Sí, soy yo: el libro parlanchín. Posiblemente ya no os acordéis de mí. Lo comprendo; la culpa es mía y sólo mía.
He pasado las últimas semanas en el taller. Ya pensaba que no podrían hacer nada por mí, pero las manos cariñosas de la bibliotecaria me han devuelto a la vida.
Mis pastas están protegidas con cartulina y plástico, mi lomo es una obra de ingeniería y mis hojas no terminan de cerrarse del todo, pero… ¡sigo aquí!
Creía que era firme candidato a la lista del expurgo y ya había perdido la esperanza de volver a estar con mis compañeros de balda o de volver a sentir los dedos de una lectora emocionada acariciando cada una de mis páginas.
Tengo que confesar que pese al interés que la bibliotecaria estaba poniendo en recomponerme, no tenía ninguna esperanza. ¿Qué expectativa puede quedar en un libro que ha sido lanzado por el balcón de un octavo piso?
Sí. Hace unas semanas, entusiasmado, salí de la biblioteca en el bolso de una lectora. Me imaginaba horas y horas entre sus manos, sintiendo el roce de su dedo resiguiendo las líneas de mis caracteres; ya podía oír sus suspiros al llegar a las partes más emocionantes de mi historia. Me preparaba para absorber las lágrimas que estaba seguro derramaría al final.
¡Tonto!
Ella me dejó en la mesa de la sala, al lado de su sillón favorito y yo me dispuse a esperar, impaciente.
Su hijo de dos años apareció balbuceando con un dedo en la boca. Temblé. Sí, temblé al verlo venir. No he tenido muy buenas experiencias con los niños pequeños.
Ante mi impotencia, él golpeó la portada con su manita llena de babas, luego me agarró para zarandearme como si fuera un sonajero, mientras caminaba hacia el balcón con paso vacilante.
Mis caracteres se amotinaron, dispuestos a saltar de entre mis páginas, pero no les dio tiempo a escapar.
Apreté las hojas y recé a Gutemberg.
Fue en vano.
El niño me lanzó al vacío y caí, caí…
El duro suelo llegó antes de que pudiera decir mi título.
Estampado contra las baldosas, deshojado y maltrecho, creí que había llegado mi final. Las manos artríticas de un anciano me recogieron con torpeza. Imagino que vio el sello de la biblioteca impreso en mi interior, porque fue allí donde me llevó con su andar cansino.
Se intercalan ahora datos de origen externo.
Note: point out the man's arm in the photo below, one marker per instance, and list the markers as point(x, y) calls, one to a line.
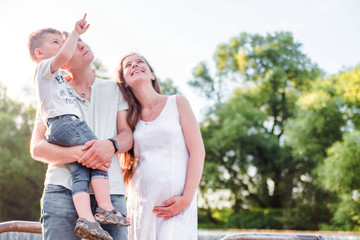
point(100, 152)
point(46, 152)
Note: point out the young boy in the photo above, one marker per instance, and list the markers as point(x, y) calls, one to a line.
point(62, 117)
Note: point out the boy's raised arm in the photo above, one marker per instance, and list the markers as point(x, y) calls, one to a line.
point(69, 47)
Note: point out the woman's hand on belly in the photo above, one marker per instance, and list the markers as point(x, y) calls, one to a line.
point(171, 207)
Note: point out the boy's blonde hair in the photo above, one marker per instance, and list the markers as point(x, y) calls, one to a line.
point(36, 38)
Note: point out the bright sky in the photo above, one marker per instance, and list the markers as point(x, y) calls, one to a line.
point(175, 35)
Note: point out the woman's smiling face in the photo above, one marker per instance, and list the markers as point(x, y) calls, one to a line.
point(136, 68)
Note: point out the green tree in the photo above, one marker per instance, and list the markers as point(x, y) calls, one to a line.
point(339, 169)
point(244, 133)
point(21, 179)
point(168, 87)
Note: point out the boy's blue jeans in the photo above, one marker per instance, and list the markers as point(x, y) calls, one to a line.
point(67, 131)
point(58, 214)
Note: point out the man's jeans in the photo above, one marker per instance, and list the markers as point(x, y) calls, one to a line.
point(68, 130)
point(58, 214)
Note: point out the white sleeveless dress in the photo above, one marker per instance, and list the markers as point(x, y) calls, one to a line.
point(160, 174)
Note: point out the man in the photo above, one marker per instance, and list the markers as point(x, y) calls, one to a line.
point(104, 110)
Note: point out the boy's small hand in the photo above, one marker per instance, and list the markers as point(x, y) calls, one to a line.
point(81, 26)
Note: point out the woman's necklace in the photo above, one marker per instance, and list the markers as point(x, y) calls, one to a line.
point(148, 118)
point(152, 109)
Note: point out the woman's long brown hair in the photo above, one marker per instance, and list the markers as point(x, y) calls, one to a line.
point(133, 116)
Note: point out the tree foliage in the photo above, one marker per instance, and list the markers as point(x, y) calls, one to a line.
point(275, 130)
point(21, 179)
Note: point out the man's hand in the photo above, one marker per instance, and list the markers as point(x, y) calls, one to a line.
point(81, 26)
point(98, 154)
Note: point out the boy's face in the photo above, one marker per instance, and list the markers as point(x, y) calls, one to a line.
point(51, 44)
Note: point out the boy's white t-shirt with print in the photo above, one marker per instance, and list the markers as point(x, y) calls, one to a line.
point(100, 113)
point(54, 95)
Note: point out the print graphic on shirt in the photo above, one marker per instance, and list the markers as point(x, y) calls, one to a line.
point(64, 91)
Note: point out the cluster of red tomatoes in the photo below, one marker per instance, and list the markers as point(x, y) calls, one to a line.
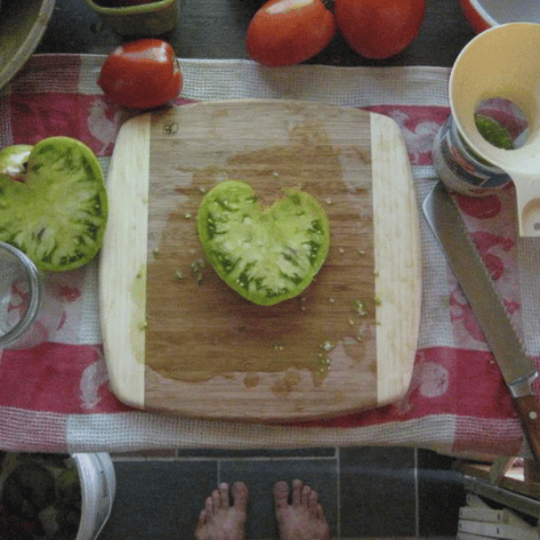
point(287, 32)
point(144, 74)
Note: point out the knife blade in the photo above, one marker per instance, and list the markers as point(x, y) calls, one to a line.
point(517, 369)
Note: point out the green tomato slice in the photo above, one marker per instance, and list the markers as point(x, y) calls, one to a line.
point(54, 206)
point(267, 254)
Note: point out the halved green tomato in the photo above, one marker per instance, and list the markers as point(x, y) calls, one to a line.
point(267, 254)
point(53, 202)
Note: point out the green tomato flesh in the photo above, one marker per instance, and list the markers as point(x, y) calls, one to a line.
point(493, 132)
point(266, 254)
point(55, 209)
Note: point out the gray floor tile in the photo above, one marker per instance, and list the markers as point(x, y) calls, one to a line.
point(262, 453)
point(441, 493)
point(159, 500)
point(377, 492)
point(261, 475)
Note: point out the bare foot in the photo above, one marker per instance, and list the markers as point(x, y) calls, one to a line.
point(221, 521)
point(303, 519)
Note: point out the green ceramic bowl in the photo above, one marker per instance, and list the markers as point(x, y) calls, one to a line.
point(152, 19)
point(22, 24)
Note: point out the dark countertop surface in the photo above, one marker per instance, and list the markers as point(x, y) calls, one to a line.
point(215, 29)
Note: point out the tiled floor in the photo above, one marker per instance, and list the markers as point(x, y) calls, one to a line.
point(366, 492)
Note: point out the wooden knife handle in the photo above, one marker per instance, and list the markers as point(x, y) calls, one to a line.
point(528, 409)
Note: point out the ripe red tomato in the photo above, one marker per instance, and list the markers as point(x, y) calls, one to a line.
point(379, 29)
point(141, 74)
point(287, 32)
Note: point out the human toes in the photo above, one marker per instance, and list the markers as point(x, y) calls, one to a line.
point(281, 494)
point(297, 495)
point(223, 497)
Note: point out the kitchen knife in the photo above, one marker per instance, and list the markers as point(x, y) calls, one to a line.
point(517, 368)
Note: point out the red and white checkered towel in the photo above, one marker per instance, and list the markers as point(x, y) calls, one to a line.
point(55, 396)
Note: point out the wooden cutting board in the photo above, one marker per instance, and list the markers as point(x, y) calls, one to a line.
point(178, 339)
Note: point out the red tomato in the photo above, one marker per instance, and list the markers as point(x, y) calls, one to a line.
point(379, 28)
point(287, 32)
point(142, 74)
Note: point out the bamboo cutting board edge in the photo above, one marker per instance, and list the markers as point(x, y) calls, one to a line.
point(123, 299)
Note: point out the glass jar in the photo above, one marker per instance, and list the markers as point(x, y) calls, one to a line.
point(29, 314)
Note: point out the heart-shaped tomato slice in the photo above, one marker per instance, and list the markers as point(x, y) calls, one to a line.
point(267, 254)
Bueno, el resto ya os lo podéis imaginar.
Ahora, ya de nuevo en mi balda y tras haber contado a mis compañeros mi aparatoso accidente, estoy listo para ser prestado otra vez.
Que mi baqueteado aspecto no os impida conocer la preciosa historia que se dibuja en mi interior.
Por ahora nada más.
Desde la biblioteca:
¡¡¡¡Feliz Navidad y Próspero año 2012!!!!